Arndt G. Kirchhoff

Arndt G. Kirchhoff: Die Fusion bietet unseren Kunden logistische und technologische Vorteile. - Bild: Kirchhoff Automotive

Kirchhoff Automotive, internationaler Zulieferer der Automobilindustrie, hat rückwirkend zum 1.1.2011 die Mehrheitsanteile des kanadischen Unternehmens Van-Rob Stampings Inc. übernommen.

„Diese Fusion zweier mittelständischer Automobilzulieferer bietet unseren Kunden nicht nur logistische, sondern vor allem technologische Vorteile. Mit unseren Entwicklungen können wir so zur Steigerung ihrer Wettbewerbsfähigkeit beitragen. Die Vorteile der dabei entstehenden Synergieeffekte können wir direkt weitergeben“, begründet Arndt G. Kirchhoff, CEO Kirchhoff Automotive die Übernahme der Mehrheitsanteile.
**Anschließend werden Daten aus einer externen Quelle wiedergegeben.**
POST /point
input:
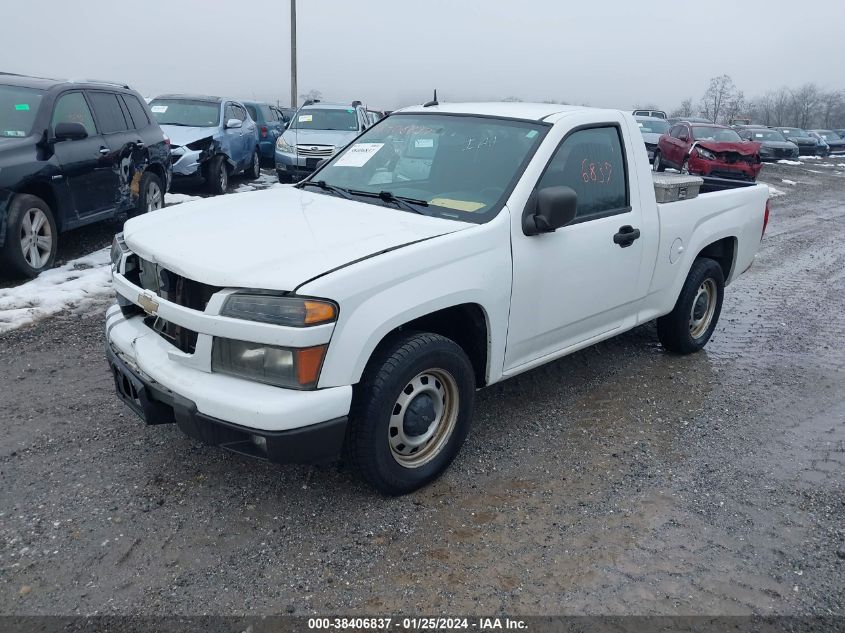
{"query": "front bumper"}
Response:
(155, 404)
Van-Rob ist wie Kirchhoff Automotive Hersteller von komplexen Metall- und Hybridstrukturen für Karosserie und Fahrwerk. Das Unternehmen mit Sitz in Aurora nahe Toronto verfügt im NAFTA Raum (Canada, USA, Mexico) über zehn Fertigungsstätten und beschäftigte 2010 rund 3.000 Mitarbeiter.

Mit dem ebenfalls im Privatbesitz befindlichen Unternehmen verbindet Kirchhoff schon seit Jahren eine enge transatlantische Kooperation, die bereits 1999 erfolgreich in ein Joint Venture im mexikanischen Querétaro mündete.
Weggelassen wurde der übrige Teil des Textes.